M. Alphonse parti, la tête basse, Adrienne se retourne vers sa vraie famille : « Mon père ! » dit-elle à Montaiglin : « Ma mère ! » en embrassant madame Guichard ; « Maman ! » en se jetant au cou de Raymonde. Cette gamme de sentiments, graduée comme un exercice de solfège, n’est pas plus dans la voix d’une enfant de douze ans que les autres airs qu’elle chante. Il n’y a qu’un personnage manqué, entre tous ceux de la pièce, et c’est celui d’Adrienne. Elle y roule comme une poupée parlante, d’un mécanisme exquis, merveilleusement ajustée, garantie contre tout faux pas et tout dérangement. Son intelligence, tirée à quatre épingles, ne fait pas un pli. Joas, répondant à l’interrogatoire d’Athalie, n’est pas mieux stylé qu’Adrienne, quand elle réplique aux questions de madame Guichard. Cette petite fille, élevée chez des villageois, a l’air d’avoir été trouvée dans une serre chaude, sous une sensitive.

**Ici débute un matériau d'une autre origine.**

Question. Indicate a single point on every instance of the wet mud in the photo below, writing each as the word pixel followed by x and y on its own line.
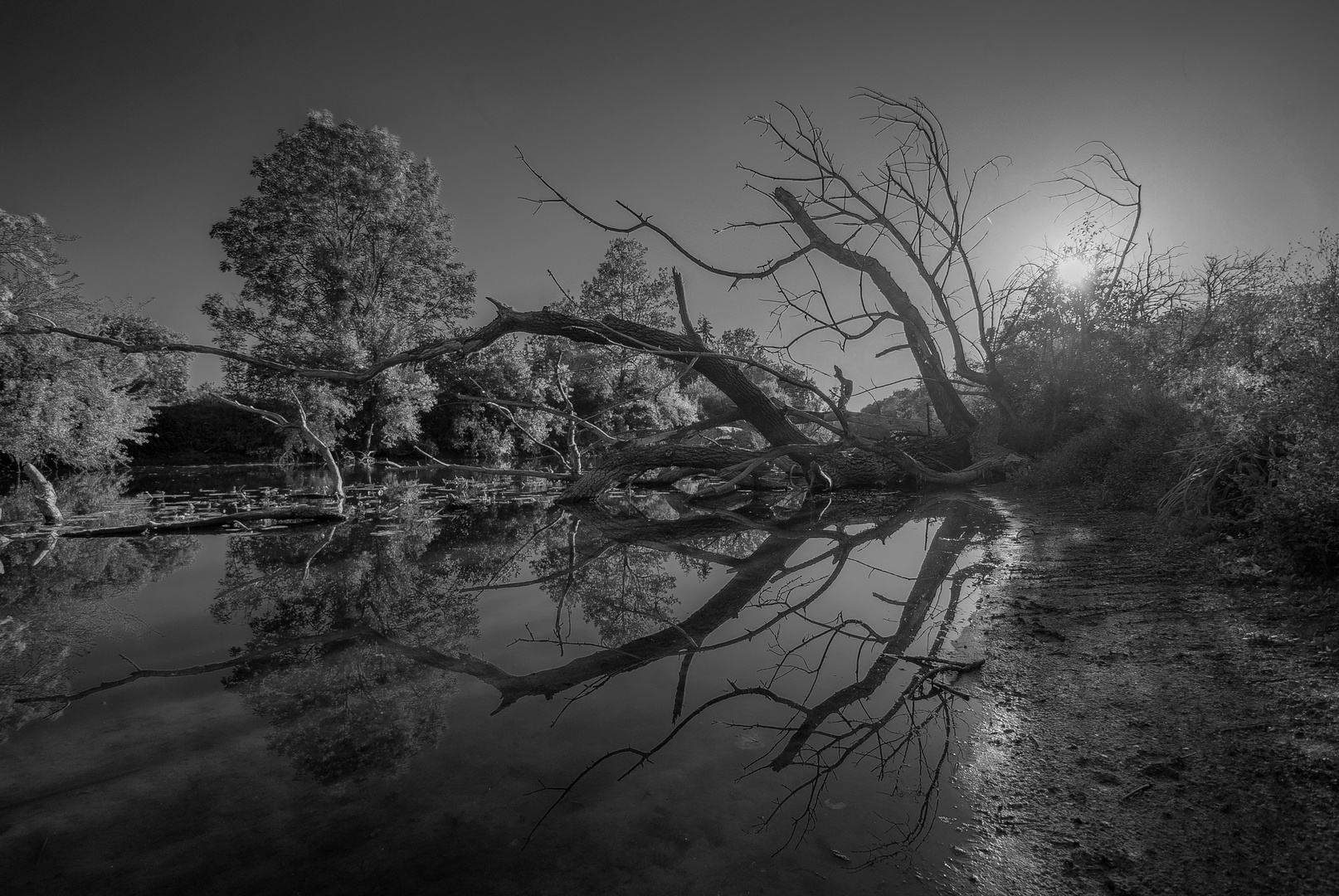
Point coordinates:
pixel 1142 728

J’ai dû relever ce défaut, parce qu’il est unique dans ce drame profondément vrai et vivant, qui ne laisse une objection ni à l’esprit ni à la conscience. L’action marche avec la rapidité de la vie ; elle surmonte ou elle esquive les passages scabreux, avec l’audace résolue qui fait applaudir un char emporté tournant un obstacle. Cette chirurgie dramatique, trop souvent blessante, ou l’auteur était passé maître, est ici maniée avec le tact le plus délicat. L’observation est poussée à vif, mais elle s’arrête juste au point où elle pourrait faire une lésion morale. Imaginez le type de Monsieur Alphonse présenté par des mains vulgaires : on n’en aurait pas supporté la vue. Mais le portrait est d’une justesse si mordante, d’une ironie si fine et si contenue, qu’il ne soulève pas un scrupule. Rien n’excède et rien ne dépasse. C’est à encadrer net, comme une eau-forte de maître.

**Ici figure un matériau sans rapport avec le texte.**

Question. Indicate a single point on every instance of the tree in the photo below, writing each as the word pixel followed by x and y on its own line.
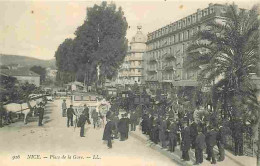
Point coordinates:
pixel 227 53
pixel 101 41
pixel 230 53
pixel 66 62
pixel 41 71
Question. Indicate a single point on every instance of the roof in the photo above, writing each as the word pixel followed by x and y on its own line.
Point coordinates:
pixel 19 72
pixel 76 83
pixel 139 36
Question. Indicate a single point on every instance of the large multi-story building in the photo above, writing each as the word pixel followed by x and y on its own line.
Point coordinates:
pixel 132 69
pixel 166 48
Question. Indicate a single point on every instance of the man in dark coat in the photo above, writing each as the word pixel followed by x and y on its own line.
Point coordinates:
pixel 86 113
pixel 162 132
pixel 212 141
pixel 193 133
pixel 173 136
pixel 116 121
pixel 221 141
pixel 108 133
pixel 108 114
pixel 41 113
pixel 150 126
pixel 145 118
pixel 133 120
pixel 199 146
pixel 94 116
pixel 81 123
pixel 64 108
pixel 238 130
pixel 70 113
pixel 127 121
pixel 122 128
pixel 186 141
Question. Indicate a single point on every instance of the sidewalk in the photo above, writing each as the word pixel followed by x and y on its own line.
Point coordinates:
pixel 230 159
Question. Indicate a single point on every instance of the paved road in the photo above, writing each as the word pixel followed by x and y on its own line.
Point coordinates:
pixel 54 138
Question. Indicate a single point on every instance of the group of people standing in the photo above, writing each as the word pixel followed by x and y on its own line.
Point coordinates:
pixel 118 128
pixel 82 118
pixel 183 130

Mais la qualité supérieure de la pièce, son charme essentiel, sa sympathie pénétrante est l’émotion dont elle est remplie. Le don des larmes qui, depuis la Dame aux Camélias, semblait s’être desséché dans le talent de M. Dumas, jaillit ici, comme une source rouverte. Toutes les fibres du cœur y sont touchées sans rudesse, et rendent des sons d’une pureté délicieuse. Je ne sais guère, dans le théâtre contemporain, de figure plus attendrissante que celle de Raymonde, plus amoureusement femme et mère, mieux relevée par le repentir. Son trait distinctif est la reconnaissance passionnée que son mari lui inspire, et qui fait de son amour une adoration.